1.4.3. Incomplete fusion and penetration:

A better weld can be obtained by:

  • Raising the temperature of the base metal.
  • Cleaning the weld area prior to welding.
  • Changing the joint design and type of electrode.
  • Providing adequate shielding gas.

Incomplete occurs when the depth of the welded joint is insufficient. Penetration can be improved by:

  • Increasing the heat input.
  • Lowering travel speed during welding.
  • Changing the joint design.
  • Ensuring that surfaces to be joined fit properly.8

1.4.4 Weld profile:

Weld profile is important not only because of its effects on the strength and appearance of the weld, but also because it can indicate incomplete fusion or the presence of slag inclusions in multiple-layer welds. Under filling results when the joint is not filled with the proper amount of weld metal Figure 2.7. Undercutting results from melting away the base metal and subsequently generating a groove in the shape of recess or notch. Unless it is not deep or sharp, an undercut can act as a stress raiser and reduce the fatigue strength of the joint and may lead to premature failure. Overlap is a surface discontinuity generally caused by poor welding practice and selection of the wrong materials. A proper weld is shown in Figure 2.7c.5

1.4.5 Cracks:

Cracks may occur in various locations and direction in the weld area.

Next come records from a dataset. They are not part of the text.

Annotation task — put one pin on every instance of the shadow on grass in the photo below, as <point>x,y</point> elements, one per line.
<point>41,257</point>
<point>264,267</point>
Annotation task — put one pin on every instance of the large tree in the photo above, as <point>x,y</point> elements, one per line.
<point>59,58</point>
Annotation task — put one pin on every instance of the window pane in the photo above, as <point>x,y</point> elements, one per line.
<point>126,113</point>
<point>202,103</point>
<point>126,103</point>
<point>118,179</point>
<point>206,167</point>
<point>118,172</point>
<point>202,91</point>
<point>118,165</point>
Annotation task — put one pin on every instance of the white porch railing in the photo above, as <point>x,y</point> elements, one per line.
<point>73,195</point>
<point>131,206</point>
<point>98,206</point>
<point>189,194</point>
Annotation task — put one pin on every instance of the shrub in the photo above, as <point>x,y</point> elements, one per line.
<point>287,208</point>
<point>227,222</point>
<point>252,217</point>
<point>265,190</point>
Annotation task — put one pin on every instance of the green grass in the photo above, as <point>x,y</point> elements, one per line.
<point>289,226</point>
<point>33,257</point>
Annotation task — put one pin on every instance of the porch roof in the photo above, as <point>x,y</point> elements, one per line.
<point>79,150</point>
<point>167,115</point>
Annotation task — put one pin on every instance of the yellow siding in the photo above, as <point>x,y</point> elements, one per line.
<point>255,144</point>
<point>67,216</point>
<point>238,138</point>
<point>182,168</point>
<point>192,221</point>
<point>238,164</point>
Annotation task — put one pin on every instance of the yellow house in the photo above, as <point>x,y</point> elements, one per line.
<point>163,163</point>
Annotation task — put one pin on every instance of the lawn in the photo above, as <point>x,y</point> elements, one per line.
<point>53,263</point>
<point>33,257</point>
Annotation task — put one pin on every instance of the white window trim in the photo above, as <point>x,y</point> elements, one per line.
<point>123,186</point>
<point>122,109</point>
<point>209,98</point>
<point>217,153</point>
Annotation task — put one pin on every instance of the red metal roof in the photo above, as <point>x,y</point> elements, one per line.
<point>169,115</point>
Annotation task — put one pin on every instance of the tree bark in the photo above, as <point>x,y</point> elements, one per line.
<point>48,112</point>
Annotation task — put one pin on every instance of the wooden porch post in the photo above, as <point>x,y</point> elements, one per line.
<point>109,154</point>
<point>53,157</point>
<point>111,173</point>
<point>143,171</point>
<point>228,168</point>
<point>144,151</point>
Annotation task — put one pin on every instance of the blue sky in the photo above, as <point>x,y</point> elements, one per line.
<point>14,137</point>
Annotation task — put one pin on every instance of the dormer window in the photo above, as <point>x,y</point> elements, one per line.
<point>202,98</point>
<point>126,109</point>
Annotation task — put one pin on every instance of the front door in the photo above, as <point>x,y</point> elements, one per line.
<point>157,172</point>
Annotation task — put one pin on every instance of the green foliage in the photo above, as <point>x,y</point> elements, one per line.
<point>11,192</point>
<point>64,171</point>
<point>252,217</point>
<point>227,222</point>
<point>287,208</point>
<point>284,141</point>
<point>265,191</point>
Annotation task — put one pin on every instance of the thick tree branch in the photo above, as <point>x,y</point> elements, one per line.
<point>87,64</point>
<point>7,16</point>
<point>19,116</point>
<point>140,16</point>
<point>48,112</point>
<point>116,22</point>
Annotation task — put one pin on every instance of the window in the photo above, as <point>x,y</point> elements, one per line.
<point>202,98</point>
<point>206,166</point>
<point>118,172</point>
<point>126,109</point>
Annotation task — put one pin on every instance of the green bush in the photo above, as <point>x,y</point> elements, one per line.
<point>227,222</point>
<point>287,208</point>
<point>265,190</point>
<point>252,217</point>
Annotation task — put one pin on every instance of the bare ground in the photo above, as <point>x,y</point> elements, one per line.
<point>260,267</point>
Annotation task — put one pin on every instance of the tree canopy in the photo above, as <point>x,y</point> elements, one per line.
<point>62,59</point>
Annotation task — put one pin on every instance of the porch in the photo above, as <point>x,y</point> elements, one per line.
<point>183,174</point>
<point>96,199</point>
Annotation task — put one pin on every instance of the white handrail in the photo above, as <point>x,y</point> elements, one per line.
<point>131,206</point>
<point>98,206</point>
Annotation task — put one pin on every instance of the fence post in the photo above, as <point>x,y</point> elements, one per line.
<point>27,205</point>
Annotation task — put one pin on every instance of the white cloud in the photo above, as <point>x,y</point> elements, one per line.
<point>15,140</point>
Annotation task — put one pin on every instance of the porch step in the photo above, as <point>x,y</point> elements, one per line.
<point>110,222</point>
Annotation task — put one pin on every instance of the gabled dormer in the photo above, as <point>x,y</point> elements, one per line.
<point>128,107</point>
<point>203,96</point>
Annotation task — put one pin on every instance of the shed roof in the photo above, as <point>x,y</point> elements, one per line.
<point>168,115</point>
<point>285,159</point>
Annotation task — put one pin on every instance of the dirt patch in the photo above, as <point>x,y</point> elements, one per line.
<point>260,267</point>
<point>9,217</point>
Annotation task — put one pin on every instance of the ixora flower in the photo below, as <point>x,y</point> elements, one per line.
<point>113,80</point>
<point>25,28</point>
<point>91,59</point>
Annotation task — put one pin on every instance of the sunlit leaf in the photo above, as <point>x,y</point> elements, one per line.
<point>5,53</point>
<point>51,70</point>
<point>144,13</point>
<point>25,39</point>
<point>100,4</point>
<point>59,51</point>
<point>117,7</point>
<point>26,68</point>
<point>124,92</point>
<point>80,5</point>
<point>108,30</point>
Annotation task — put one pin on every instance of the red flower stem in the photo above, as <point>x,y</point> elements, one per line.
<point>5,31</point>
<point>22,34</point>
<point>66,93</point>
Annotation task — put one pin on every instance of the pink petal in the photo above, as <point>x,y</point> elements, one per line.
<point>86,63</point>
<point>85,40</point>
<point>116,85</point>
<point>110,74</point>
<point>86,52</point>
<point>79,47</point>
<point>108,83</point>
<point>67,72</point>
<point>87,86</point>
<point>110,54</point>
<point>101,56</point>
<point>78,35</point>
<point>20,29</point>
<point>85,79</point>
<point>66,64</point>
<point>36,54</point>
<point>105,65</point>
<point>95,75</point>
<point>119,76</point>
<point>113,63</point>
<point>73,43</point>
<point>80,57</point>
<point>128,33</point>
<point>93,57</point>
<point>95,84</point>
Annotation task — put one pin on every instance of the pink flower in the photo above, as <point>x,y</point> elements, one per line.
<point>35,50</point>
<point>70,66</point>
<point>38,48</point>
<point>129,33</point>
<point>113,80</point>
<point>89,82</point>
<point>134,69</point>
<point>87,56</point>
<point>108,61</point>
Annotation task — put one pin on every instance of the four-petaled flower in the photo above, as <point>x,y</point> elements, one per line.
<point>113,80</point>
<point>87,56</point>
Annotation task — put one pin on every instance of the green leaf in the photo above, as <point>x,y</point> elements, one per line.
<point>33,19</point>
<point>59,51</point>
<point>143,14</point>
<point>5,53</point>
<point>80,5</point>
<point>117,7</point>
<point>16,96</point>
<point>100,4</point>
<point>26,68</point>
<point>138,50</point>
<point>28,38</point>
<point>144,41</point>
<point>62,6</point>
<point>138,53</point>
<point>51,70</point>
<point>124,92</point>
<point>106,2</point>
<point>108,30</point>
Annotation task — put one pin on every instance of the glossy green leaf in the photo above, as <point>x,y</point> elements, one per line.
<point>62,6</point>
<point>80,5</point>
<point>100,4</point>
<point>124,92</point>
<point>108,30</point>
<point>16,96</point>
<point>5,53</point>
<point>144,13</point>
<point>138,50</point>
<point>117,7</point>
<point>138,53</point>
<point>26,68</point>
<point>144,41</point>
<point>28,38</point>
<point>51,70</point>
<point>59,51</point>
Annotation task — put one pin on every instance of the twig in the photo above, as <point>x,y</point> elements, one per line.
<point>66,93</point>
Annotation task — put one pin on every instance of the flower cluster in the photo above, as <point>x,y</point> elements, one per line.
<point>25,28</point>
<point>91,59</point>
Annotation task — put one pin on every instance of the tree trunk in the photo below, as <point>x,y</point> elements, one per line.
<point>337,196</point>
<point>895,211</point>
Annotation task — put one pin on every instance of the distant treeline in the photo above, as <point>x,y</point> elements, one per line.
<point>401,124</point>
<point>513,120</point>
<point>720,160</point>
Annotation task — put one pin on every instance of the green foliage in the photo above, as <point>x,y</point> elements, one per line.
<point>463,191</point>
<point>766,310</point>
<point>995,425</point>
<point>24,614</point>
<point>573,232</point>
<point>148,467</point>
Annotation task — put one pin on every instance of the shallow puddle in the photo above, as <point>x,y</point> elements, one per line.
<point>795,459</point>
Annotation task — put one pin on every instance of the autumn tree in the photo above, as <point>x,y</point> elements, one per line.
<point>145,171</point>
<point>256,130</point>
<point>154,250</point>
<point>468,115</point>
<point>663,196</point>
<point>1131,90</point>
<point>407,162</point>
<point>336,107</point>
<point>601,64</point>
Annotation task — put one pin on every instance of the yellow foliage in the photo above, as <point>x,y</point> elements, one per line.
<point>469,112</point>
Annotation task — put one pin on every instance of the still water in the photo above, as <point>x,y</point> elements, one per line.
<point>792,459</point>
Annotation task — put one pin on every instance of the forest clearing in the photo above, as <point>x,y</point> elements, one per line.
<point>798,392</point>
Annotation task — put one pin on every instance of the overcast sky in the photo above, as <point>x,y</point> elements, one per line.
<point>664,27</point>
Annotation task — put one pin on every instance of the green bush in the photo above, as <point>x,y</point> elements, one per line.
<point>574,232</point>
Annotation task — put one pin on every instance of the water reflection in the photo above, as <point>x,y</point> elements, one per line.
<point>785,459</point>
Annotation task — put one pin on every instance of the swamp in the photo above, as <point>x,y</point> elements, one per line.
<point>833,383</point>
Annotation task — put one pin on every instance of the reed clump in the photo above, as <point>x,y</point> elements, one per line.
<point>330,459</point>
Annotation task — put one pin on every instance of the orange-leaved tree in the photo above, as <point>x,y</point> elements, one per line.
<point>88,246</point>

The types of cracks are typically longitudinal, transverse, crater, and toe cracks Figure 2.8. These cracks generally result from a combination of the following factors:

  • Temperature gradients that cause thermal stresses in the weld zone.
  • Variations in the composition of the weld zone that cause different contractions.
  • Embitterment of grain boundaries by segregation of elements, such as sulfur, to the grain boundaries as the solid-liquid boundary moves when the weld metal begins to solidify.
  • Hydrogen embitterment.
  • Inability of the weld metal to contract during cooling is a situation similar to hot tears that develops in castings and related to excessive restraint of the work piece.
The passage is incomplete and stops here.